Under the proposed formula, the abatements would total $670,000 using current property values, which are likely to change as Brandt improves the site. The affected parcels currently generate a combined $127,444 per year in property taxes.
The long-term impact of the development is important, said Widmer, noting the agreement has specific job creation targets that must be met to receive the tax abatements.
The Heartland district currently receives about $9,295 in property tax revenue from the improved property that is part of the package and $491 in revenue from the unimproved farm ground.
Under the agreement, Brandt would agree to provide “in-kind contributions” to the McLean County Unit 5 school district and Heartland equal to 50 percent of the total amount of taxes abated by each district.
The nature of those in-kind contributions would be determined by consultation of both sides.
Widmer said that potentially could include some management expertise, internships or other educational experiences and equipment from Brandt.
Although the college would lose property tax revenue under the agreement, it might have the opportunity to gain revenue by providing customized training for Brandt employees, as it has for other businesses in the area.
Widmer said the college would be interested in training opportunities.
Heartland's board will take up the matter at its regular monthly meeting at 6 p.m. Nov. 21 in its Community Common Building on Raab Road in Normal.
Meanwhile, McLean County officials could not be reached for comment on the deal Monday. The county receives $15,000 per year from the affected properties.
The County Board will meet to consider the agreement on Tuesday. The board's executive committee will meet in regular session at 4:30 p.m., followed immediately by a special meeting of the full board. Both are on the fourth floor of the Government Center at 115 E. Washington St., Bloomington.
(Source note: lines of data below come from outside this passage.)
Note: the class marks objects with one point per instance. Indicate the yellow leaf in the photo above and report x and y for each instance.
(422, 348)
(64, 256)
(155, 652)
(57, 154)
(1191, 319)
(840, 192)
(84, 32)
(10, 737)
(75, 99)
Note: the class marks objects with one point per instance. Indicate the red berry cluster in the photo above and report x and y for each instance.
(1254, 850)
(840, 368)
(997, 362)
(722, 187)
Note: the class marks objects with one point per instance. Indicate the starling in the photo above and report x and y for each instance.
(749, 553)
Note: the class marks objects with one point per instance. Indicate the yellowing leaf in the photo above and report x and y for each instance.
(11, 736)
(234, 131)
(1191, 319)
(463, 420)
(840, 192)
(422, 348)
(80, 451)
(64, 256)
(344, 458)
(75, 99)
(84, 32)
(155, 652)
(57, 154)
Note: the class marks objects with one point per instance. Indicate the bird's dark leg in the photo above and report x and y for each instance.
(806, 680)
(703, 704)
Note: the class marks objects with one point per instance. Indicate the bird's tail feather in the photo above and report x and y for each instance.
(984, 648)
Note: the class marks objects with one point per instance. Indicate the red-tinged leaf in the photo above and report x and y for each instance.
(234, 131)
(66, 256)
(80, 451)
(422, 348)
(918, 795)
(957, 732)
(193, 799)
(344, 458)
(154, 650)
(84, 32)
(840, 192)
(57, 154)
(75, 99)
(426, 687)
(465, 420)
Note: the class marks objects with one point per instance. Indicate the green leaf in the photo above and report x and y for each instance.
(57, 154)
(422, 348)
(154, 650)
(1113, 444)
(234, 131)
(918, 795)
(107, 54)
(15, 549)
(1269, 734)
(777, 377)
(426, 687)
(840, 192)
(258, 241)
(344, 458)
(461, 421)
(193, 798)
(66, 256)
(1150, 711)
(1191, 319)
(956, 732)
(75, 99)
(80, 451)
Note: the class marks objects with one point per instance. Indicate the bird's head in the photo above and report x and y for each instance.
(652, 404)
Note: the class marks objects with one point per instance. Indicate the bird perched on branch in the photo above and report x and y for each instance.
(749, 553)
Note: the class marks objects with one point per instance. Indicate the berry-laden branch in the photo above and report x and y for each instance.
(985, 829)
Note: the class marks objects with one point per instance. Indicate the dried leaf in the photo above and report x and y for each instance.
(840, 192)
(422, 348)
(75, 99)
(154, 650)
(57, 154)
Normal Township is set to consider the deal 8:15 a.m. Thursday at 304 E. Mulberry St., Normal. Township Supervisor Sarah Grammer said she has concerns about abating part of what's now $5,430 per year between its general fund levy and road district levy under the current deal.
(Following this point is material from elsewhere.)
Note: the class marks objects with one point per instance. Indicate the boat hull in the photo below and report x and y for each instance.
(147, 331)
The Hudson Area Public Library District and Hudson Community Fire Protection District currently collect $4,113 per year and $9,506 per year, respectively. Hudson officials could not be reached for details on when or if those abatements will be approved.
McLean County Unit 5's school board approved the deal on a 5-2 vote Monday. The district will forgo part of what's now about $80,000 per year in property taxes.